In this work, since the UAV needs to land on the ground vehicle, we develop a vision-based method to detect the landing platform. As shown in Figure 4, a designed landmark is placed on the surface of the platform for the UAV to recognize. In order to achieve a lightweight visual-based detection, the relative position of the platform is estimated based on the circle of the landmark. We first convert the RGB images captured by the UAV camera to the HSV color model so as to eliminate other colors, with the exception of the blue color. Then, the HSV mask can convert the RGB image to a grey image, and a binary image of the landmark can be obtained by threshold segmentation of the grey image. Finally, we can identify the circular feature and estimate the center ( x c , y c ) and the diameter of the detected circle. In addition, the altitude of the UAV can be calculated based on the focal length of the UAV’s camera and the size of the detected circle in the UAV’s camera view.
For the three learning-based approaches, i.e., RL (DDPG), PID with RL (RL-PID) and PID with RL and corrective feedback (RLC-PID), we trained the agent for 400 episodes, where p 0 = ( 0 , 0 , 4.0 ) and p g = ( 0 , 0 , 0.2 ) . We expect that the UAV could always keep track of the marker for localization. If the marker was out of sight, it would be considered a failure, and the UAV started a new episode. The ground vehicle was assumed static during training for the purpose of faster policy learning. Then, it was allowed to move during the testing to compare the performance of the controllers in dynamic situations. We note that the UAV hovered for a while before landing towards p g . Due to the hovering error, the actual initial position of training was within a radius of about 0.1 m around p 0 in the three-dimensional space. The introduced uncertainty made the problem more challenging than landing from exactly the same initial position.
The parameters of DDPG were set empirically as follows. The learning rates for both the actor and critic networks were 0.0001. The target network was updated every 100 time steps. The discount factor of the reward was 0.9. The memory buffer M = 2000 , and the mini-batch size was 64.
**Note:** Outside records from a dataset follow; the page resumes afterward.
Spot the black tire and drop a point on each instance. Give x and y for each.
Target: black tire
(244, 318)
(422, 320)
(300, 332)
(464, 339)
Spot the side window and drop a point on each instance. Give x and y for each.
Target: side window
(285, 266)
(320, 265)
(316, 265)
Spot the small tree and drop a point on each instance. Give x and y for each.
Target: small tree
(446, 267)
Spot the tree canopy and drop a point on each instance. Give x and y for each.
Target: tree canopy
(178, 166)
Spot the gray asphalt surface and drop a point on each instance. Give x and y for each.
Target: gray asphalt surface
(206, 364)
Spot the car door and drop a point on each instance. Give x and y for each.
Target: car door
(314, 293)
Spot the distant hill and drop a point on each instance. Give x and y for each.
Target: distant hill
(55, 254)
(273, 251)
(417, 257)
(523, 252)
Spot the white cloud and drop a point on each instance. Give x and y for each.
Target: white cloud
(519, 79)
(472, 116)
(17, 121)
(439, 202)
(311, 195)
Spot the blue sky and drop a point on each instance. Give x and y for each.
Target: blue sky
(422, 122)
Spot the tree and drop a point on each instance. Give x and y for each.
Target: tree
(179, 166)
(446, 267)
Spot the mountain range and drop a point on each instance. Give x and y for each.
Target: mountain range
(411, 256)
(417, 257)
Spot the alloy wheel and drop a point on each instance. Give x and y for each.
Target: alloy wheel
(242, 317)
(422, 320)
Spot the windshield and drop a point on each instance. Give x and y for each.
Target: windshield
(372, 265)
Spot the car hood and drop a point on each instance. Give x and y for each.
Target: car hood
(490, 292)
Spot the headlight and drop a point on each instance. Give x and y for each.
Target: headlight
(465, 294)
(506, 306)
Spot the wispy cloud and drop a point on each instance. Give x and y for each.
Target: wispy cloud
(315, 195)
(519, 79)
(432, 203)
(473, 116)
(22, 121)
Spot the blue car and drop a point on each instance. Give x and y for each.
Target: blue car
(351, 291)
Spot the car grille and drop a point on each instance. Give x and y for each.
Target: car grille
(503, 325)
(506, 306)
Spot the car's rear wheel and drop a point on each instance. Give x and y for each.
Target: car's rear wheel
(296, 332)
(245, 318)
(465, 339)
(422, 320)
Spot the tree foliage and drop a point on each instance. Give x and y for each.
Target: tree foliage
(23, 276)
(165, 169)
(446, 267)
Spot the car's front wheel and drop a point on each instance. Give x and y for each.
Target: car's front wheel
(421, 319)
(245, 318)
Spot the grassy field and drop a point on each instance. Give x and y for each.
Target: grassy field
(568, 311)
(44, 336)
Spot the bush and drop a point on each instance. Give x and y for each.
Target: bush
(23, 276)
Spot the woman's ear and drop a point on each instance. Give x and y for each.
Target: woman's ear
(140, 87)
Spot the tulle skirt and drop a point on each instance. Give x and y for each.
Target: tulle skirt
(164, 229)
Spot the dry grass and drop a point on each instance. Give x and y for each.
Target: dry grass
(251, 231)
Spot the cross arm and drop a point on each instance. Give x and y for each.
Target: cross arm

4.2. Training in the Simulation Environment

The success times and training time (in minutes) were compared among RL(DDPG), RL-PID and RLC-PID in Figure 5. The RL-PID method succeeded more than the RL method, and the RLC-PID method was even better, with a near 100 % success rate. We note that the RL approach resulted in many failures in which the UAV lost track of the marker; therefore, it was terminated earlier and took less time than RL-PID. The required training time of RLC-PID was also the shortest. The reason is that the RL module encouraged the UAV to optimize the PID parameters for fast learning of a stable landing policy. In addition, the corrective feedback can further speed up the parameter optimization process.
In order to demonstrate the stability and convergence of the proposed method, we compared the accumulated reward of RL, RL-PID and RLC-PID in Figure 6, and we also compared the loss of RL, RL-PID and RLC-PID in Figure 7. The RL approach had the lowest reward, and RL-PID was close to RLC-PID during the training. Finally, the loss of the three approaches was close to zero, indicating that the learned policies became stable, although without guarantee of the high quality of the policies.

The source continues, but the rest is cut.